To reach its goal of EHR adoption and use across a sizeable majority of eligible hospitals (EH), critical access hospitals (CAH) and eligible professionals (EP), CMS needs to reorient the program’s framework and timeframe to provide “operational and strategic flexibility for participating providers to enable them to achieve our shared national vision of an e-enabled health care system,” wrote AHA Executive Vice President Tom Nickels in comments on the Oct. 6 final rule for the EHR programs.
In releasing the final rule, CMS announced a 60-day public comment period to gather additional feedback about the incentive programs going forward.
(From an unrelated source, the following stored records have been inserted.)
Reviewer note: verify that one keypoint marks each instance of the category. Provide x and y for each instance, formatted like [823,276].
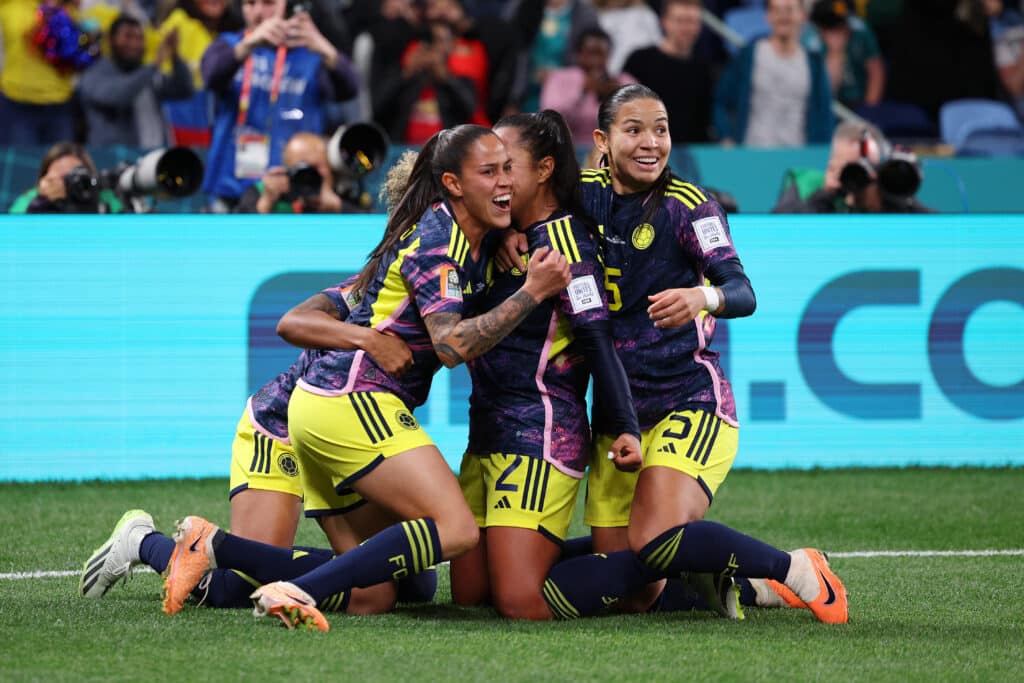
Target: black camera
[353,152]
[303,181]
[82,187]
[293,7]
[898,172]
The meaningful use incentive program, created under the 2009 HITECH Act, provides physicians and hospitals incentive payments under Medicare and Medicaid to implement EHRs, but also reduces payments for those that do not.
The final rule moves from fiscal year to calendar year reporting for all providers beginning in 2015, and offers a 90-day reporting period in 2015 for all providers, for new participants in 2016 and 2017, and for any provider moving to Stage 3 in 2017.
The AHA’s letter includes specific recommendations to improve the structure of the program, increase flexibility and base meaningful use requirements on what the association describes as “mature” standards.
In its call for structural improvements, the AHA recommended the final rule allow a reporting period of any 90 consecutive days in the first year of a new stage of meaningful use, and postpone the required start of Stage 3 until at least 2019. And the association said that an EH, EP or CAH that attests to meeting 70% of EHR requirements should be designated a meaningful user.
On flexibility, the AHA recommended measures that, among things, would focus more on the availability of “mature functionality in certified EHRs, rather than count the use of functionality;” provide a hardship exemption from penalties for any EH, EP and CAH that changes vendors during a reporting period; and uniformly apply to all providers any modification to program requirements.
The transition to new technology has been a challenge for providers due a lack of “vendor readiness, mandates to use untested standards, insufficient infrastructure to meet requirements to share information and compressed timelines,” the AHA stated. CMS should not require providers to use a “standard of functionality in certified EHRs in advance of evidence that the standard or functionality is ready for nationwide use. Robust testing and implementation guidance of mature standards must precede requirements for provider use.”
2015 Edition health IT certification.In other health IT news, the Office of the National Coordinator for Health Information Technology Dec. 11 published a notice correcting technical errors in its Oct. 16 final rule for the 2015 Edition HIT certification criteria.
The notice also clarifies requirements for the exchange of the Common Clinical Data Set in support of transitions of care, the approach to privacy and security certification, and mandatory disclosures by health IT developers during certification and random surveillance. Like the final rule, the corrections and clarifications take effect Jan. 14.